Apenas 24 horas después de que Transportes haya confirmado que cederá al Concello los más de tres kilómetros de la N-550 entre Pasarón y Touceda (Alba), el gobierno municipal ha avanzado sus planes más inmediatos para la avenida de Compostela.
Acometer una actuación que permita calmar el tráfico y reducir la velocidad en todo el vial será una de las prioridades del Concello, según ha explicado este miércoles el edil responsable del área de infraestructuras y movilidad, César Mosquera.
El objetivo es "evitar a perigosidade dese tramo", ha sostenido Mosquera, que ha indicado que esta avenida, especialmente a partir de Pasarón, es un vial "duro" que fue concebido como una "vía pechada" y que necesita integrarse en la ciudad.
"Non será fácil polas cotas", ha reconocido el concejal del BNG, que entiende que el cambio "total e absoluto" que deberá realizarse en esta avenida para que pase a tener una "perspectiva urbana" será una actuación "a cinco ou dez anos vista".
De ahí que independientemente de esa futura integración urbana, el Concello haya encargado ya un proyecto "pequeno" para el calmado de tráfico en toda la avenida, que pasará a estar limitado a una velocidad de 30 kilómetros por hora, al igual que toda la ciudad.
Será, "evidentemente" según Mosquera, con 'lombos' y pasos de peatones sobreelevados, que permitan fomentar el tránsito de los peatones en la zona, sobre todo entre O Burgo y Lérez y el campus universitario de A Xunqueira, a lo largo de todo el trazado de la avenida.

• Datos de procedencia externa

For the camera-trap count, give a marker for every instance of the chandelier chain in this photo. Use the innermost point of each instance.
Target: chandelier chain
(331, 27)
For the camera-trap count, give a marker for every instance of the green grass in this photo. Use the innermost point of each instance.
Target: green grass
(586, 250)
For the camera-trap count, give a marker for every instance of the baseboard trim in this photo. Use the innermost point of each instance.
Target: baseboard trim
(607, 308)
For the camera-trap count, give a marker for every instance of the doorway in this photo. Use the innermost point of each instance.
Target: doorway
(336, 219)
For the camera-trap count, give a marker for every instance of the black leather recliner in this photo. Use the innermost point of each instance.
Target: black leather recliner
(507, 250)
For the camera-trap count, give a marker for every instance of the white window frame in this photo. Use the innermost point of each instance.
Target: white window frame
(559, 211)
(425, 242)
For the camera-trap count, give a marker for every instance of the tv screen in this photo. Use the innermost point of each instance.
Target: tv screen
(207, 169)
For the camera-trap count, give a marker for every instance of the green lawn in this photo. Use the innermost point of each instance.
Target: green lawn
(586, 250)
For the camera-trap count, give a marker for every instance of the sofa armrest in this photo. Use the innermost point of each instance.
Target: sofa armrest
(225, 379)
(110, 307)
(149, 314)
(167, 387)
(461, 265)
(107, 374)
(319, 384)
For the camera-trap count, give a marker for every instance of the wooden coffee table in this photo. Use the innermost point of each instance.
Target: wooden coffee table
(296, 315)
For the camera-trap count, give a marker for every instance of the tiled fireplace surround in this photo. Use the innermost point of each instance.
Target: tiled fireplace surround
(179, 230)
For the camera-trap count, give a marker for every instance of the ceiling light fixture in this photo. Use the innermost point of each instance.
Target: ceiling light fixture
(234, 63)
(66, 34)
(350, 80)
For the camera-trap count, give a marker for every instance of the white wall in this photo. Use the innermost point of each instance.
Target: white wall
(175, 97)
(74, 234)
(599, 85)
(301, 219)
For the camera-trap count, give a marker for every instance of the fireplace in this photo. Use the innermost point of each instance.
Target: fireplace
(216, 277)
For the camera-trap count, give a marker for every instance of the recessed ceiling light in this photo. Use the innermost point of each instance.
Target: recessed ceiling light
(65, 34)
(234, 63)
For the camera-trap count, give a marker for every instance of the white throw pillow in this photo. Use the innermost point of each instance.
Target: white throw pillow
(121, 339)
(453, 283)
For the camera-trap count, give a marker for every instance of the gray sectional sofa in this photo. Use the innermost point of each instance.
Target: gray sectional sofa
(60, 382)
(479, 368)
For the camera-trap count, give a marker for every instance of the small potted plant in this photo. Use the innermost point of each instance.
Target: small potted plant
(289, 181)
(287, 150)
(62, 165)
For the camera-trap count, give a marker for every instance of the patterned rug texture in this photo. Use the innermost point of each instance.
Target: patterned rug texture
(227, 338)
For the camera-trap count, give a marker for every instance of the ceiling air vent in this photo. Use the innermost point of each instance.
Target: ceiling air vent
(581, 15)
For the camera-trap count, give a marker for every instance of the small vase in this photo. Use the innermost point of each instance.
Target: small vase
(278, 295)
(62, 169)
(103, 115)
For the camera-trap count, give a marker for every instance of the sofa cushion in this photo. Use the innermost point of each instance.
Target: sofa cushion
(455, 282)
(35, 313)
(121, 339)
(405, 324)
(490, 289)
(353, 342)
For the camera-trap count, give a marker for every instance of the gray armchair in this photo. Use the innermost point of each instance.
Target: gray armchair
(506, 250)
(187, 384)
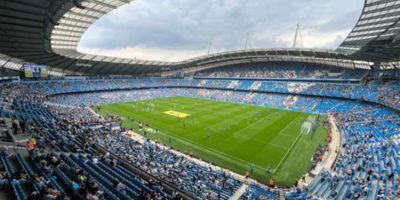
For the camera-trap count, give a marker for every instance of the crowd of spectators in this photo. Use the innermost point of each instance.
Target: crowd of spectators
(367, 168)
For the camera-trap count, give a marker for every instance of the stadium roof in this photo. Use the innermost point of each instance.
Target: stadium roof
(48, 32)
(376, 36)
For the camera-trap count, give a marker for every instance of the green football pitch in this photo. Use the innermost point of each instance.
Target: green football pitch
(264, 141)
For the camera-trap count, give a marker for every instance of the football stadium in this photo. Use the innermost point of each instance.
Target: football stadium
(267, 120)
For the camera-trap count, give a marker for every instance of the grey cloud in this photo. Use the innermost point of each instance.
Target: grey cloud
(191, 25)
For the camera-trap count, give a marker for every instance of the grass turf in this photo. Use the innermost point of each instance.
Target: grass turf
(265, 141)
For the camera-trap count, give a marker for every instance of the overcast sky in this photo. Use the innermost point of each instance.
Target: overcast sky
(174, 30)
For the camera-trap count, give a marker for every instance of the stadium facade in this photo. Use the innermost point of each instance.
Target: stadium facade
(67, 149)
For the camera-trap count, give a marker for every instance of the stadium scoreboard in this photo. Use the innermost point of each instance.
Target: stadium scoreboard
(35, 71)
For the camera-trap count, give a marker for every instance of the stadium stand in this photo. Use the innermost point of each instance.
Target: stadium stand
(54, 146)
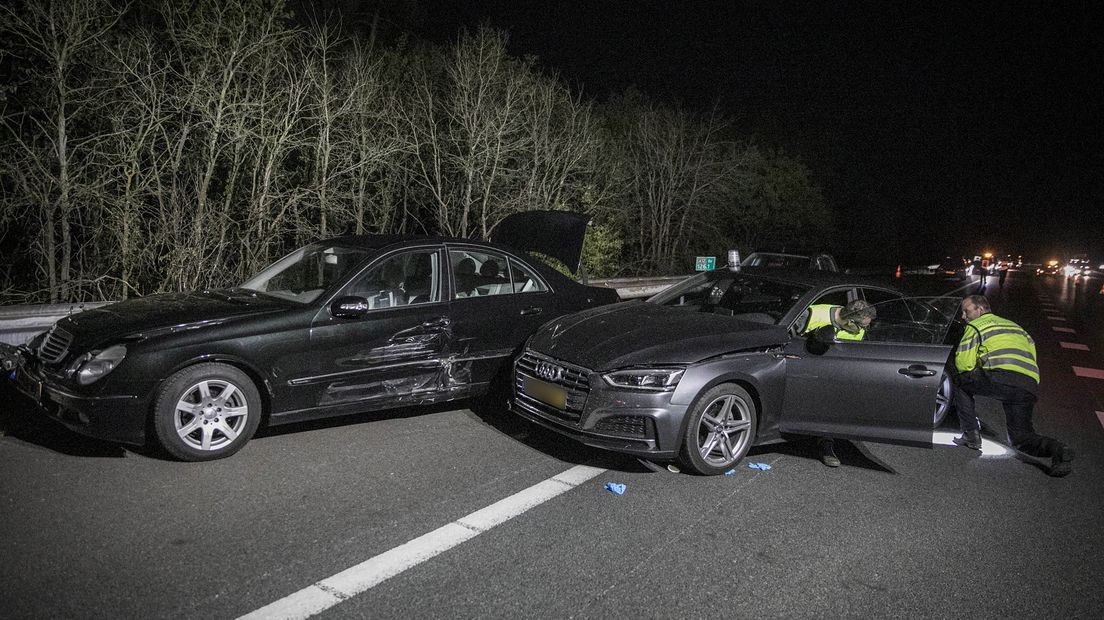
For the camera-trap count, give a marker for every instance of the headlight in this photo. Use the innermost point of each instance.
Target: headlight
(654, 380)
(97, 366)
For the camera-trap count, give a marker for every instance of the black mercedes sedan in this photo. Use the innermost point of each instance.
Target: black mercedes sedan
(343, 325)
(721, 362)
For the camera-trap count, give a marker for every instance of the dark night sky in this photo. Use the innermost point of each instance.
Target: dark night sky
(936, 128)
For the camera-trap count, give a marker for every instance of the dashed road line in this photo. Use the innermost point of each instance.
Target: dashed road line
(351, 581)
(989, 448)
(1087, 373)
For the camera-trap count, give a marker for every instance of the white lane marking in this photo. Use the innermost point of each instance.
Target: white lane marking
(1075, 345)
(372, 572)
(1089, 373)
(989, 448)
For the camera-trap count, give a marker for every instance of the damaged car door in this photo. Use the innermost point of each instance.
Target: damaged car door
(381, 341)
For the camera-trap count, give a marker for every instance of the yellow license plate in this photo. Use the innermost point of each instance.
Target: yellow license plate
(547, 393)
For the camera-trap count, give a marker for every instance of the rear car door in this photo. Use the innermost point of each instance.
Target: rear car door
(393, 354)
(882, 387)
(484, 311)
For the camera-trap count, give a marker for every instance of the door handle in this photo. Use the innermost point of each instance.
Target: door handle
(916, 371)
(438, 322)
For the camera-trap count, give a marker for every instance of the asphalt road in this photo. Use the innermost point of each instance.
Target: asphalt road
(88, 530)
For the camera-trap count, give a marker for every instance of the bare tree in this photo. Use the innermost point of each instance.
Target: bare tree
(54, 40)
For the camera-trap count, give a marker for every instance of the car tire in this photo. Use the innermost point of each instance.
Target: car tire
(944, 402)
(207, 412)
(719, 429)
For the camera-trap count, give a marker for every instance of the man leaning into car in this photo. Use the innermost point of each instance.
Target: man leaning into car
(850, 322)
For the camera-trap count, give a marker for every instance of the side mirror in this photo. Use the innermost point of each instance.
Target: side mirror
(825, 334)
(350, 307)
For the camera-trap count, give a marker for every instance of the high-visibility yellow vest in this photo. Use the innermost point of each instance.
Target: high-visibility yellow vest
(999, 344)
(820, 316)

César Mosquera ha apuntado que "non somos partidarios" de que esa limitación a 30 km/h se active ya de forma automática con el traspaso de un vial que "non está deseñado para iso", por lo que mientras no se aborde esa transformación habrá un "periodo de transición".
Esta intervención cambiará, en todo caso, el aspecto de la avenida, ya que desaparecerá la pasarela peatonal elevada, porque "non a usa case ninguén". La estructura será demolida y será sustituida por un paso de peatones sobreelevado al nivel de la calzada.